Pakistan To Build Amusement Park In Abbottabad (And It Has ‘Nothing To Do With’ Osama Bin Laden)
While Pakistanis sneer at “Zero Dark Thirty,” the American film version of how U.S. Navy Seals captured and killed Osama bin Laden, the Pakistani government has its own plans for the city where the al Qaeda chieftain lived for several years.
Officials said they plan to construct an amusement park (including a zoo, restaurants, sports facilities and other amenities, even an artificial waterfall) in Abbottabad, the city in the northern part of the country where bin Laden was found and assassinated almost two years ago.
The provincial government of Khyber Pakhtunkhwa said they expect the complex to attract tourists but denied that it was an attempt to erase the negative image associated with bin Laden’s long-term residence in the town.
“The amusement city will be built on 50 acres in the first phase but later will be extended to 500 acres,” Syed Aqil Shah, the provincial minister for tourism and sports, told Agence France Presse.
“It will have a heritage park, wildlife zoo, food [vendors], adventure and paragliding clubs, waterfalls and jogging tracks.
“This project has nothing to do with Osama bin Laden," he stressed. "We are working to promote tourism and amusement facilities.”
Shah also said that work on the project, which will commence in late February or early March, may take up to eight years to finish.

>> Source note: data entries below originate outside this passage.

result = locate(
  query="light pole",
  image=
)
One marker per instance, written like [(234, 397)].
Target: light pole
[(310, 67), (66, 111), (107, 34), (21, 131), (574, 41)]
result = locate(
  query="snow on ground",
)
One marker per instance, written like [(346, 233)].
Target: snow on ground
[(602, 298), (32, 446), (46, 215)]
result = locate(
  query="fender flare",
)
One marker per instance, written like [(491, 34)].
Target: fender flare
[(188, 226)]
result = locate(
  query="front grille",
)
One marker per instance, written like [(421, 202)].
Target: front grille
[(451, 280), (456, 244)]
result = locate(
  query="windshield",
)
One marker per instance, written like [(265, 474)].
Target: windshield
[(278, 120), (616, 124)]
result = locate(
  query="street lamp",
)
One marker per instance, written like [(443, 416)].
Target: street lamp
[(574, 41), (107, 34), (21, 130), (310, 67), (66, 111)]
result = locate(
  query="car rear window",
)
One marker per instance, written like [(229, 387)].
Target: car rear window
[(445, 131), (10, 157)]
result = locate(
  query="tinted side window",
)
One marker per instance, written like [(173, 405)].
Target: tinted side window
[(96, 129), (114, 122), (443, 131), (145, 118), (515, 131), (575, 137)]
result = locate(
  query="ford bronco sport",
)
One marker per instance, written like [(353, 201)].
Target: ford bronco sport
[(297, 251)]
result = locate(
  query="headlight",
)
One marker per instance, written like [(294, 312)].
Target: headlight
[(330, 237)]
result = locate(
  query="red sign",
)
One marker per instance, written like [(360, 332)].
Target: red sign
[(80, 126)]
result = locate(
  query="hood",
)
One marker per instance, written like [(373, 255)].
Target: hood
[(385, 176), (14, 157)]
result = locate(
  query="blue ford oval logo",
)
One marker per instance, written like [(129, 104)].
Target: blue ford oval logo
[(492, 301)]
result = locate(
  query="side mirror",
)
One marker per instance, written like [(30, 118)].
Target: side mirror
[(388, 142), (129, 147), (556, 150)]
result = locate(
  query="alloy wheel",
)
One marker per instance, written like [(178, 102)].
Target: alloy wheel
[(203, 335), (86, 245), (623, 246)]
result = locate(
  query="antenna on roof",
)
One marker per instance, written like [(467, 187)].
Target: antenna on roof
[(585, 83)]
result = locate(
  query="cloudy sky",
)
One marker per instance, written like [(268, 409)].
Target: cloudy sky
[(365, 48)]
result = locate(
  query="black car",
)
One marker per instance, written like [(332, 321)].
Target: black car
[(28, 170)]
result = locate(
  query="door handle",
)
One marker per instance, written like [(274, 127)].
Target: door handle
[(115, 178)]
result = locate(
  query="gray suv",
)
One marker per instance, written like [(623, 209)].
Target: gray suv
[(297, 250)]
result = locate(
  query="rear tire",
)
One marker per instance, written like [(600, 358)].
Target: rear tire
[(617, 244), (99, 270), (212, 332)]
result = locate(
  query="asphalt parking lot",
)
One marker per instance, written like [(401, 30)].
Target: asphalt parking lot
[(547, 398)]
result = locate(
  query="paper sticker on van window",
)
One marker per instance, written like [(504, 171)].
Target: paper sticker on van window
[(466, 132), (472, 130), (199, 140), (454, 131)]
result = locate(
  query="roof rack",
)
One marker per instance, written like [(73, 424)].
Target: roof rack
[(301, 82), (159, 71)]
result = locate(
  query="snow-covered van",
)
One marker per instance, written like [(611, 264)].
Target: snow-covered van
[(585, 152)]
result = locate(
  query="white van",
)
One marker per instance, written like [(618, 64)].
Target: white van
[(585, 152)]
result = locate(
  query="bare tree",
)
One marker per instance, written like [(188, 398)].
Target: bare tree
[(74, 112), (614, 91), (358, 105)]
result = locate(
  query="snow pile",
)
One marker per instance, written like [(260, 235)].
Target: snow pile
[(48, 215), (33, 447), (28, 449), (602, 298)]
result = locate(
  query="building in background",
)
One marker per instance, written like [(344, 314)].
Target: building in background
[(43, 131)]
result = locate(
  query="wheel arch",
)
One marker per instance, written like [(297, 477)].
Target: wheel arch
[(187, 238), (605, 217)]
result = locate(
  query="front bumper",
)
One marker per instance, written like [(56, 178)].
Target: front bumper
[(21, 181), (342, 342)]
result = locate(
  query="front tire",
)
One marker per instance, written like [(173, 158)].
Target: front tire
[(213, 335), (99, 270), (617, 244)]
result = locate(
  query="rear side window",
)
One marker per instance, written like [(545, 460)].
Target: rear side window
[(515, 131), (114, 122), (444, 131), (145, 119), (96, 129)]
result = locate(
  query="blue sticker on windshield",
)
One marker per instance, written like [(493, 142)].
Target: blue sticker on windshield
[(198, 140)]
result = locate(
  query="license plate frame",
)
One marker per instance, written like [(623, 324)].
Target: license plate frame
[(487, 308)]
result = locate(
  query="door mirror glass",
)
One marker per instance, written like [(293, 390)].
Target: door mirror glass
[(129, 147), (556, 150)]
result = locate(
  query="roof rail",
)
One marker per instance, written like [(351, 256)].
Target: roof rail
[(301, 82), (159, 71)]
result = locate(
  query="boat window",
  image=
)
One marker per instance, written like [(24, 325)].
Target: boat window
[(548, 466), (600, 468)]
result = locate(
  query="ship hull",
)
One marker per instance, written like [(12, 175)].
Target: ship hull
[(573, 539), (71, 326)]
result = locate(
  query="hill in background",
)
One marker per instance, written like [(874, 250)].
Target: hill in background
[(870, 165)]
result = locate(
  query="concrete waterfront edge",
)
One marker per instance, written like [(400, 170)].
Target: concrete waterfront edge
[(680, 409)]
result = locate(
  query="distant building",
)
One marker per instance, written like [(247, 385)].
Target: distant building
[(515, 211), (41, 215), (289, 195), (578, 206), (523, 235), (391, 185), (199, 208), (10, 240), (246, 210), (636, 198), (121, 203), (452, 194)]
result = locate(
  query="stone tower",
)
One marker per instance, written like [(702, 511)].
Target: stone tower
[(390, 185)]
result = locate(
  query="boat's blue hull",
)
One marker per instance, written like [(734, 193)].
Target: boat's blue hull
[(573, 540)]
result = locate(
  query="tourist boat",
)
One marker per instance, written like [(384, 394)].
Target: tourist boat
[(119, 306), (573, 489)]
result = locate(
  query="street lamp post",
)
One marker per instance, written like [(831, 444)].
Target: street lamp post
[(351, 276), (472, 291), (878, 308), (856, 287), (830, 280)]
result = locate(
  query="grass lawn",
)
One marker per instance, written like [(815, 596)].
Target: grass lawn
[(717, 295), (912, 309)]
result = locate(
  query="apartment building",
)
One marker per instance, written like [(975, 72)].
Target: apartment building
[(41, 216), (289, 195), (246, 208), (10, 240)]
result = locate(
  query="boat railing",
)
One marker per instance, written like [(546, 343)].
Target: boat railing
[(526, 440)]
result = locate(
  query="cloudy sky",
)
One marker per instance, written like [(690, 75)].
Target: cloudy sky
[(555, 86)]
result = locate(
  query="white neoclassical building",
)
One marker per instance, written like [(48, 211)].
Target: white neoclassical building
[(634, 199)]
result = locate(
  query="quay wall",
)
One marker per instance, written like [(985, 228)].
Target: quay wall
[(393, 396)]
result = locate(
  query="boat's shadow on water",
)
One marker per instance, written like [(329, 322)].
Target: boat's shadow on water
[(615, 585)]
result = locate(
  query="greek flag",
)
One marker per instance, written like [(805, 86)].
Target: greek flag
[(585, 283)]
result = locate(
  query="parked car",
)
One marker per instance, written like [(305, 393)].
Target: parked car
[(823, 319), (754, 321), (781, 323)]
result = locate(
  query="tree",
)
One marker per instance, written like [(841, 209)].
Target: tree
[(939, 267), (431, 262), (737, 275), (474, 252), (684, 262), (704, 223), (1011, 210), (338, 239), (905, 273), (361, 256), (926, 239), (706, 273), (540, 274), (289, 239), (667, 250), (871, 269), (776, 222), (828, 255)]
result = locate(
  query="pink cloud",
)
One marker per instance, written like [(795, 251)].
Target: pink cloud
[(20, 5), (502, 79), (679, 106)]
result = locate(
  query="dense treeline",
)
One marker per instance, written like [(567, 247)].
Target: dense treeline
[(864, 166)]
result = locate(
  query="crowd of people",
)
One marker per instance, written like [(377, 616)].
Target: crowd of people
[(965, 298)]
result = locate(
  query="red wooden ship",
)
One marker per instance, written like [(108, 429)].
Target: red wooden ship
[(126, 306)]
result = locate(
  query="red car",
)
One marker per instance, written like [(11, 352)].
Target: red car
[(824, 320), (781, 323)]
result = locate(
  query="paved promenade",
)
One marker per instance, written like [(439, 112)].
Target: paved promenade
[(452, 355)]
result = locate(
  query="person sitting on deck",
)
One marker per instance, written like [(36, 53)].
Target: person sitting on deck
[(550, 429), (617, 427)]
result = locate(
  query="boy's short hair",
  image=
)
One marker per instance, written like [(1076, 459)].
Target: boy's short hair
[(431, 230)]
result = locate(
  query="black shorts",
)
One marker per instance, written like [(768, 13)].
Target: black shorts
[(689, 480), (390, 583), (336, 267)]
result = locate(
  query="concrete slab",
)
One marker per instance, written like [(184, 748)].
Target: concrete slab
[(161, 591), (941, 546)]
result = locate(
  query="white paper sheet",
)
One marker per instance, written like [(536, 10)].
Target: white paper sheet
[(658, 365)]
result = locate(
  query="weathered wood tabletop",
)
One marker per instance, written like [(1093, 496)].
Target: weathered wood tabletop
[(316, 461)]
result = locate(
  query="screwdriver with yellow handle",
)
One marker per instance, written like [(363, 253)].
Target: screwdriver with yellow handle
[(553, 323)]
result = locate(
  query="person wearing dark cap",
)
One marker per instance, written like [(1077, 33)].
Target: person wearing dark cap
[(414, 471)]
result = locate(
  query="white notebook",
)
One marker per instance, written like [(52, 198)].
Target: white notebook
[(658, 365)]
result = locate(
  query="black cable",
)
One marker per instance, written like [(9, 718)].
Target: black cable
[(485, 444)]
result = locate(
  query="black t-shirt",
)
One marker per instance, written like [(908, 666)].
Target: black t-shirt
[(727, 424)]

Dawn, an English-language Pakistani newspaper, reported that the Abbottabad project is only part of a larger endeavor by local officials to boost tourism in the area. Other plans call for the building of a water sports center in Khanpur-Haripur and an eco-tourism facility in Naran-Kaghan.
These projects have so far received 3 billion Pakistani rupees (about $31 million) in government fund allocations, although private investments will also be encouraged.
Located just north of the Pakistani capital of Islamabad, Abbottabad is also home to the elite Pakistan Military Academy. The discovery of bin Laden living peacefully in a fortified compound so close to the highest corridors of power in Pakistan raised grave questions about al Qaeda’s relationship with the Pakistani military and intelligence community.
Relations between the U.S. and Pakistan have never recovered since bin Laden was shot to death by U.S. Special Forces in May 2011. Some Washington officials have accused Pakistani authorities either of complicity in bin Laden’s welfare or incompetence in their fight against terrorism.
Pakistani military figures were also embarrassed by the episode, given that they were kept in the dark about the U.S. mission to kill bin Laden.
By any measure, Abbottabad represents a serious stain on the Pakistani psyche.
The actual compound that bin Laden and his various wives and children lived in was torn down about one year ago out of concerns that the residence could become a shrine of sorts to al Qaeda sympathizers.